Clare Dean reports on the centre party's renewed call for the Government to deliver a 'Budget for Education'. One in three local authorities has had to cut school budgets this year to stay within Government spending guidelines, the Liberal Democrats claimed this week as they launched their campaign for an education budget.
They warned that non-statutory areas, such as adult education, the youth service and discretionary awards, were being pared back even further.
A survey by the party reveals that, in more a than quarter of local authorities, the education service has this year been left struggling with no new money.
Don Foster, the party's education and employment spokesman, said that local authorities had been forced to slash services despite ministerial claims that they had been given more money for education.
Although total education spending this year rose to Pounds 774 million, he said, it was still Pounds 236 million short of what authorities had spent in 199596. Any increases in school budgets this year were made possible only by authorities drawing heavily on their reserves and by cutting other education areas and council services.
Mr Foster backed up his claims by quoting from a report from the House of Commons treasury select committee, which had argued that there was little substance to the Government's claims that schools spending had been increased. According to the committee: "The Government's intention that the additional money should be allocated by local authorities to schools is not one which could readily be enforced."
The Lib Dems' survey identifies Buckinghamshire, Hereford and Worcester, Hertfordshire, Northumberland, Powys, Somerset, Surrey, Solihull and the London boroughs of Hammersmith and Fulham, Kingston, Redbridge and Richmond as cutting school budgets. It shows that education budgets in Birmingham have been cut by Pounds 19m since 1995 and by Pounds 9m in North Yorkshire in the same period.

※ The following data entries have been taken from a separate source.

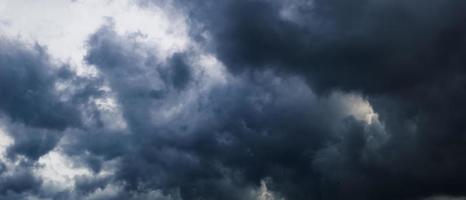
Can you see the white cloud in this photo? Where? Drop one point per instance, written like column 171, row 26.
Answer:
column 64, row 26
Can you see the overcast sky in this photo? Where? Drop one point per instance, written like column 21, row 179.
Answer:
column 232, row 100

One in five authorities have cut adult education, according to the survey, three out of 10 predict that savings will have to be made to the youth service and nearly three out of five say that discretionary awards will be slashed.

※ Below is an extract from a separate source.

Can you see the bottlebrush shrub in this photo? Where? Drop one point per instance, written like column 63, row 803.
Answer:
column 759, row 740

A survey of more than 1,000 schools by The TES last week revealed widespread cuts in school budgets, with headteachers hanging back from making crucial repairs and maintenance in an attempt to keep staff and balance the books.

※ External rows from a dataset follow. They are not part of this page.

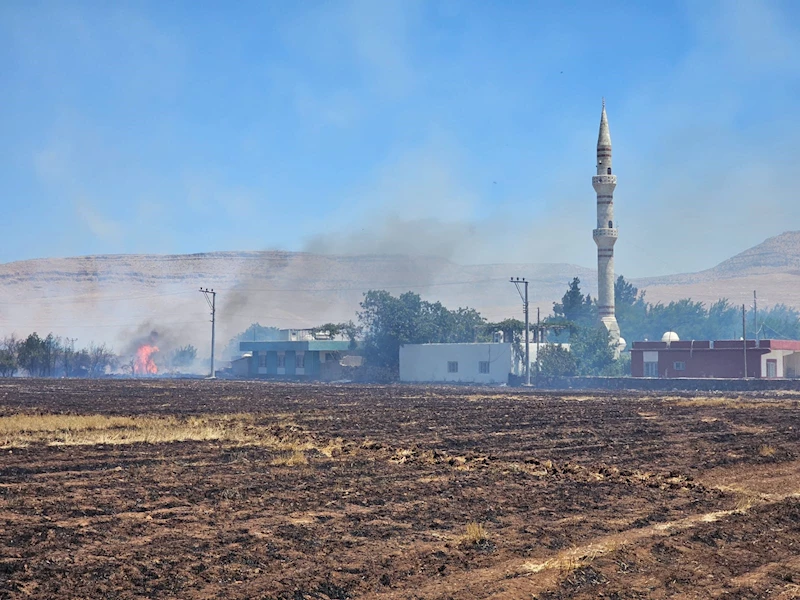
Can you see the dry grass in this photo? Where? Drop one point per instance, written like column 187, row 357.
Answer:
column 570, row 560
column 475, row 534
column 21, row 430
column 704, row 401
column 73, row 430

Six out of 10 heads told The TES that they were spending less on books and equipment, repairs and maintenance and resources for curriculum development.
Despite their best attempts to protect jobs, almost half - 48 per cent - admitted they were spending less on staff.
This week, The TES publishes more results of its survey, including the finding that 88 per cent of headteachers believe that taxes should be raised to provide more money for education (page 4). Six out of 10 say that the Liberal Democrats have the best education policies.